Department of Mathematics, Michigan State University, East Lansing, MI 48824, USA.
Department of Mathematics, Michigan State University, East Lansing, MI 48824, USA; Department of Electrical and Computer Engineering, Michigan State University, East Lansing, MI 48824, USA; Department of Biochemistry and Molecular Biology, Michigan State University, East Lansing, MI 48824, USA.
Comput Biol Med. 2024 Jun;175:108497. doi: 10.1016/j.compbiomed.2024.108497. Epub 2024 Apr 24.
Single-cell RNA sequencing (scRNA-seq) is widely used to reveal heterogeneity in cells, which has given us insights into cell-cell communication, cell differentiation, and differential gene expression. However, analyzing scRNA-seq data is a challenge due to sparsity and the large number of genes involved. Therefore, dimensionality reduction and feature selection are important for removing spurious signals and enhancing downstream analysis. Traditional PCA, a main workhorse in dimensionality reduction, lacks the ability to capture geometrical structure information embedded in the data, and previous graph Laplacian regularizations are limited by the analysis of only a single scale. We propose a topological Principal Components Analysis (tPCA) method by the combination of persistent Laplacian (PL) technique and L norm regularization to address multiscale and multiclass heterogeneity issues in data. We further introduce a k-Nearest-Neighbor (kNN) persistent Laplacian technique to improve the robustness of our persistent Laplacian method. The proposed kNN-PL is a new algebraic topology technique which addresses the many limitations of the traditional persistent homology. Rather than inducing filtration via the varying of a distance threshold, we introduced kNN-tPCA, where filtrations are achieved by varying the number of neighbors in a kNN network at each step, and find that this framework has significant implications for hyper-parameter tuning. We validate the efficacy of our proposed tPCA and kNN-tPCA methods on 11 diverse benchmark scRNA-seq datasets, and showcase that our methods outperform other unsupervised PCA enhancements from the literature, as well as popular Uniform Manifold Approximation (UMAP), t-Distributed Stochastic Neighbor Embedding (tSNE), and Projection Non-Negative Matrix Factorization (NMF) by significant margins. For example, tPCA provides up to 628%, 78%, and 149% improvements to UMAP, tSNE, and NMF, respectively on classification in the F1 metric, and kNN-tPCA offers 53%, 63%, and 32% improvements to UMAP, tSNE, and NMF, respectively on clustering in the ARI metric.

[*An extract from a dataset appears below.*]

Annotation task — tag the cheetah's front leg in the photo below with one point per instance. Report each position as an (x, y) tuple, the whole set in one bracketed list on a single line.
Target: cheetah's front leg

单细胞 RNA 测序 (scRNA-seq) 被广泛用于揭示细胞异质性,使我们能够深入了解细胞间通讯、细胞分化和差异基因表达。然而,由于稀疏性和涉及的大量基因,分析 scRNA-seq 数据是一项挑战。因此,降维和特征选择对于去除虚假信号和增强下游分析非常重要。传统的主成分分析 (PCA) 作为降维的主要工具,缺乏捕获数据中嵌入的几何结构信息的能力,而以前的图拉普拉斯正则化受到仅分析单一尺度的限制。我们提出了一种拓扑主成分分析 (tPCA) 方法,通过结合持久拉普拉斯 (PL) 技术和 L 范数正则化来解决数据中的多尺度和多类异质性问题。我们进一步引入了 k-最近邻 (kNN) 持久拉普拉斯技术来提高我们的持久拉普拉斯方法的鲁棒性。所提出的 kNN-PL 是一种新的代数拓扑技术,解决了传统持久同调的许多限制。我们不是通过改变距离阈值来诱导滤波,而是引入了 kNN-tPCA,其中在每个步骤中通过改变 kNN 网络中的邻居数量来实现滤波,并发现该框架对超参数调整具有重要意义。我们在 11 个不同的 scRNA-seq 基准数据集上验证了我们提出的 tPCA 和 kNN-tPCA 方法的有效性,并展示了我们的方法优于文献中其他无监督 PCA 增强方法,以及流行的一致流形逼近 (UMAP)、t 分布随机近邻嵌入 (tSNE) 和非负矩阵分解 (NMF),在 F1 度量的分类方面,tPCA 分别提供了高达 628%、78%和 149%的改进,kNN-tPCA 分别在 ARI 度量的聚类方面提供了 53%、63%和 32%的改进。例如,tPCA 在 F1 度量的分类方面提供了高达 628%、78%和 149%的改进,kNN-tPCA 在 ARI 度量的聚类方面提供了 53%、63%和 32%的改进。